2) Swimming- While this is considered a warmer weather activity, a heated, indoor pool is a great way to exercise in the winter. Swimming offers a killer work out and is great for the whole body. Lap swimming has all the benefits of a hard long-distance run with none of the impact on your joints.
4) Keep Yourself Warm- Did you know that your body craves fatty foods naturally? Your body is trying to protect and insulate itself from the cold, therefore craving fatty rich food and storing it as fat to keep you warm. A way to combat this is to obviously keep yourself warm. Wear layers and heavy jackets when you’re outside, wear socks, drink green tea etc. And always be prepared with your meals, which leads me to tip five…
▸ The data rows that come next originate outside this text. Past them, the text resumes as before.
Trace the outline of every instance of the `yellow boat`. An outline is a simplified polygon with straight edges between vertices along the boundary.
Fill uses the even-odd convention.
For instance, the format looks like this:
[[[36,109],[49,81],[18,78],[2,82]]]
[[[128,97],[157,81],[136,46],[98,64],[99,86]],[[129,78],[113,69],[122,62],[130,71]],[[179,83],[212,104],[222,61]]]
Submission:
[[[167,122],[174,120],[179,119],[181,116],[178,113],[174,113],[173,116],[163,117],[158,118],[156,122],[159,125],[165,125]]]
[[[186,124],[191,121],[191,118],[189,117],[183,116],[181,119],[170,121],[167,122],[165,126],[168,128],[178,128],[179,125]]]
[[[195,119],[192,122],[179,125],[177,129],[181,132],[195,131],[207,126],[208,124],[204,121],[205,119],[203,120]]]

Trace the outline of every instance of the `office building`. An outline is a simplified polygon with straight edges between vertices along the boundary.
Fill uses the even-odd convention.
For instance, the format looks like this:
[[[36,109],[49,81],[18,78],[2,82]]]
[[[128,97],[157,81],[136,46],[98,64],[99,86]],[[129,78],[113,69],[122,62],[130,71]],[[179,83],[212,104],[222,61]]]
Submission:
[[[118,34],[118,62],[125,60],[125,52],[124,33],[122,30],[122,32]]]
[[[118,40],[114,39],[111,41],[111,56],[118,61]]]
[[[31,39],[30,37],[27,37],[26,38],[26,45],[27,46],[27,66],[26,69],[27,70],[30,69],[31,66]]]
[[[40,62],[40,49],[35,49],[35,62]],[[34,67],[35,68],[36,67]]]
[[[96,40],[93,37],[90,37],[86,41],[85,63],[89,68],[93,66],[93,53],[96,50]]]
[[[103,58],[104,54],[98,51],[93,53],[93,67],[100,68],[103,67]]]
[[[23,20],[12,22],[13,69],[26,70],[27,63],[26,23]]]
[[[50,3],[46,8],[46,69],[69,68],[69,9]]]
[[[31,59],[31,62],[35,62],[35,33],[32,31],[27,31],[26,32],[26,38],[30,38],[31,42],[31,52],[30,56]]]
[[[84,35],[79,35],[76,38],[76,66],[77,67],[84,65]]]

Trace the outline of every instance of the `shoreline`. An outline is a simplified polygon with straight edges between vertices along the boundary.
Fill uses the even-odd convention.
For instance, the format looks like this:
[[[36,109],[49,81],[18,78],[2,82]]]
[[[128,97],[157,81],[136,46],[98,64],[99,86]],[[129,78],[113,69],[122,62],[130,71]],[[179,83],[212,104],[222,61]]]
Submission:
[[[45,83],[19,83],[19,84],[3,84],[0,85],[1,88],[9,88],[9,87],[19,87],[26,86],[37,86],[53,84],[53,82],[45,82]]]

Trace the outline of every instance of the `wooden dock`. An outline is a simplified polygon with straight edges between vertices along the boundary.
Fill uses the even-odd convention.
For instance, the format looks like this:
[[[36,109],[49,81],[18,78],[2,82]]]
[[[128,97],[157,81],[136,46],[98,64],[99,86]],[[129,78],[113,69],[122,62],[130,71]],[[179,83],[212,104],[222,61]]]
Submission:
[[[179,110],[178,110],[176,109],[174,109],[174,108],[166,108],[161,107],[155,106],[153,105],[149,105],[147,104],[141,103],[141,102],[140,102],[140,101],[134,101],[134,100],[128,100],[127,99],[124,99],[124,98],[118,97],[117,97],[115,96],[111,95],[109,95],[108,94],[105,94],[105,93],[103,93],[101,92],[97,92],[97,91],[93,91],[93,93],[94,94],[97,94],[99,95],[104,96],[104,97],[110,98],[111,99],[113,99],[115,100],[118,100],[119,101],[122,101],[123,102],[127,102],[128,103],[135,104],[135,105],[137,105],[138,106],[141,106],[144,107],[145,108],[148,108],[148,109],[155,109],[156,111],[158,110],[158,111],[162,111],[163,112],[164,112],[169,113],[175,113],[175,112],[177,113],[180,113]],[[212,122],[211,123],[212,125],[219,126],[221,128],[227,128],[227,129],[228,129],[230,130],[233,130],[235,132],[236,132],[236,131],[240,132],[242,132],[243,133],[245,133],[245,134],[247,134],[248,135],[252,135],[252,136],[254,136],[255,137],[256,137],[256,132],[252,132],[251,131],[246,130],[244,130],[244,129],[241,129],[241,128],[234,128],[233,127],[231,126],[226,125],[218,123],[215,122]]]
5) Eat and Drink WELL- Preparing meals in advance is something I try and do year-round. I’ll make a lot of something on like a Sunday, then store it in individual little tupperware so it’s ready to go through the week, so I don’t have to come home and cook every night of the week. Keeping a log and planning your meals is very important because this will stop you from snacking on foods that your brain may love you for, but that your body will hate you for until you work it off! Keep your body well-nourished with nutritious, real whole foods. Starting your day off with a fulfilling breakfast will jumpstart your metabolism. Warm organic oats with a little agave honey is so nice in the winter and also promotes slow release energy (this stops you from snacking on unhealthy sugary snacks in between meals). Be sure to stay away from processed foods. Alternatively, you can snack on a small piece of fruit with a handful of almonds to hold you over until you can sit down for a proper healthy meal. Stick to drinking plenty of water and green tea (I swear by the stuff!). Also, take your vitamins and make sure you’re taking your vitamin D! It’s a must in the winter!